I feel I have long been attuned to God’s subversive imagination. I remember being in Church as a child and teenager and thinking to myself:  Is this it? Is all this fuss about nothing more than a list of do’s and don’ts? Is it only about not going to hell, and nothing about making the here and now more heavenly?

In my years away from the Church, my subversive side grew and one of my greatest fears in being called back home and into a community of faith was that I would have to let go of the subversive gifts God had given me. Thankfully, God led me to a Church that tolerated subversive imagination and a Pastor that encouraged it!

When I answered the call to ministry, I worried again that my subversive ideas of the Kingdom of God would limit my effectiveness. I worried that I would have to hide my beliefs. I was appointed to two small country churches that I knew would never quite get me – and they didn’t. I saw myself as a missionary to the comfortable, to those convinced of their view of faith, politics, race, and American exceptionalism. It was rough. I was in a hurry and pushed to change things before I had even begun to understand hearts and minds, before I was able to invite the Holy Spirit in to do the work of transformation of those hardened hearts and closed minds.

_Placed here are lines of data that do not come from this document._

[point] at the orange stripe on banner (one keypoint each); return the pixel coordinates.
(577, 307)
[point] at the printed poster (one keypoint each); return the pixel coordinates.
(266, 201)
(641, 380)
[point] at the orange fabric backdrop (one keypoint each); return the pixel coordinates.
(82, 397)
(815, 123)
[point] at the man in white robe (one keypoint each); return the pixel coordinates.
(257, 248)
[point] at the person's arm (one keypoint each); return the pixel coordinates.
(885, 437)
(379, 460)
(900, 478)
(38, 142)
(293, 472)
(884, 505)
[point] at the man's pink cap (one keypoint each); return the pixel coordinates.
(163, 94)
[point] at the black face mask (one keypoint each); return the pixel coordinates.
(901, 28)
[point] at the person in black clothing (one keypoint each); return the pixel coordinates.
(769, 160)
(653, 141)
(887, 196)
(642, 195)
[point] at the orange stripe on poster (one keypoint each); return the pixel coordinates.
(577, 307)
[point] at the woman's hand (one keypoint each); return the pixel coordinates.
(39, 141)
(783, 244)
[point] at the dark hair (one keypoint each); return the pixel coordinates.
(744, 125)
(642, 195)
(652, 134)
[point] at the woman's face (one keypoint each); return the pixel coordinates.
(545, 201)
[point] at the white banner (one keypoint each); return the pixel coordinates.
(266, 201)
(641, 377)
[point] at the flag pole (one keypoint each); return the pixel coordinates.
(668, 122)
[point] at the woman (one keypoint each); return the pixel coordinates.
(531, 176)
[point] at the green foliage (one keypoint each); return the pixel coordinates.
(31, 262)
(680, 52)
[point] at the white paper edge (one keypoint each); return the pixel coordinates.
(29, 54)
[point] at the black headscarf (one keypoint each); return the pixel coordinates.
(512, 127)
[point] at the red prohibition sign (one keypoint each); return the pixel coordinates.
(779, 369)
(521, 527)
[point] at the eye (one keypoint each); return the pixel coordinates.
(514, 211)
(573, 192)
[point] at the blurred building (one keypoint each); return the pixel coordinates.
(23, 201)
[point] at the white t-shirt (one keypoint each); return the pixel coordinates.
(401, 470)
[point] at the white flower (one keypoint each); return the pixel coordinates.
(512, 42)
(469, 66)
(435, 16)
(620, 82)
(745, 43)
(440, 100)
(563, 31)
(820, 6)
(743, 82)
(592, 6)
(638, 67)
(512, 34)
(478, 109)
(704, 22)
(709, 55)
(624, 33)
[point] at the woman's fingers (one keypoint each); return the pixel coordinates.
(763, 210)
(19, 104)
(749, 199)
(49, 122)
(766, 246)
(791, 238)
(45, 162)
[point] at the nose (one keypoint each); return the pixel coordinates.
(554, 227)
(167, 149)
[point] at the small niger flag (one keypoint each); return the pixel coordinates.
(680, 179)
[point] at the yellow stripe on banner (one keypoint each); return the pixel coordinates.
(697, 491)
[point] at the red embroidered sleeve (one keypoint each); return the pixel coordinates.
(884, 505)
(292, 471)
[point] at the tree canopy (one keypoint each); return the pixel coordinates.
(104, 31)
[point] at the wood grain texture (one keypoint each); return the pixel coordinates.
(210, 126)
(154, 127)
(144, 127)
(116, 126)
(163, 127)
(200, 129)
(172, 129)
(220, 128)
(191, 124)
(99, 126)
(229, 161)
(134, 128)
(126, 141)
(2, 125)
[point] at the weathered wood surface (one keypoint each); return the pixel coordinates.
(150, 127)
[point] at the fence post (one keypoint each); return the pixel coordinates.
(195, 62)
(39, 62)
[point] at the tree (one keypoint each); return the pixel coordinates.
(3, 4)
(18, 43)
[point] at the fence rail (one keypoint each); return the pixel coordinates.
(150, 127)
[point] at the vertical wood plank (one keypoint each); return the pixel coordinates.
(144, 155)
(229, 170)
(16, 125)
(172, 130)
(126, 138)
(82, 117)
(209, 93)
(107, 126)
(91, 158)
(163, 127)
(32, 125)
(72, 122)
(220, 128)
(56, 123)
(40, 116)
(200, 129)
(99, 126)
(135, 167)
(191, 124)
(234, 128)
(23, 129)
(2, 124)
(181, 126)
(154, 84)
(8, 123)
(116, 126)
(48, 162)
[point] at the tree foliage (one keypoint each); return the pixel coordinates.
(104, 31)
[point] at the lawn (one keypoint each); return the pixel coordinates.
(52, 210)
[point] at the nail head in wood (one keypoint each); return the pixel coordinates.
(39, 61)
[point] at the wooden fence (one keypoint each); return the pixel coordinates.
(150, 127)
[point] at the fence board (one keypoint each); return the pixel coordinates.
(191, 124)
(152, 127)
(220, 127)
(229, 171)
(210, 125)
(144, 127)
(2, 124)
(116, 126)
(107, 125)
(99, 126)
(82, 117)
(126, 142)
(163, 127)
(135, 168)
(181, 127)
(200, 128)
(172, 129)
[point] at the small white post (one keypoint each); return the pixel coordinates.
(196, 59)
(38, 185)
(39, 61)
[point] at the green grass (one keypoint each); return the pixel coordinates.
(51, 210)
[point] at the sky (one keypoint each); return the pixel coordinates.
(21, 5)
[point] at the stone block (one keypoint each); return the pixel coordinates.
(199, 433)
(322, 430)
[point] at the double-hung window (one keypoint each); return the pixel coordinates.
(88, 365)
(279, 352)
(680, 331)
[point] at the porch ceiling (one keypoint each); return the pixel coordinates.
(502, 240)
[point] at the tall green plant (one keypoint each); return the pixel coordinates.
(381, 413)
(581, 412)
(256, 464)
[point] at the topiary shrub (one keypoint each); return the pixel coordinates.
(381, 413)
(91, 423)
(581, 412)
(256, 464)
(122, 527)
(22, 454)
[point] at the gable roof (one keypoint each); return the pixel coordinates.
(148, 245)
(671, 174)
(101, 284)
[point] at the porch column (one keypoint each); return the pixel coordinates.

In January of 2015 I spent some time in St. Louis and Ferguson in the wake of the murder of Michael Brown. It was a J-Term immersion class and we were truly immersed. We met and heard the stories of women and men in the midst of a theological struggle sparked by the murder of a young black man and fueled by decades of institutional racism and oppression. I learned so much – about God, about myself, and about the reality of oppression and the struggle to survive.

One voice, that of a five-foot one-inch white female AME Pastor, stood out for me. Reverend Renita Marie Green was married to an African American AME Pastor and had three teenage children. She was able to narrate the complexities of the times in a way I could understand. I explained to Pastor Renita the context in which I served – two small, highly conservative, quietly racist, economically privileged white churches in a suburb of maybe the most racially divided city in the world – my hometown – Memphis, Tennessee.

My question to Pastor Renita was, “How can I translate everything God has shown me here to people who refuse to listen?”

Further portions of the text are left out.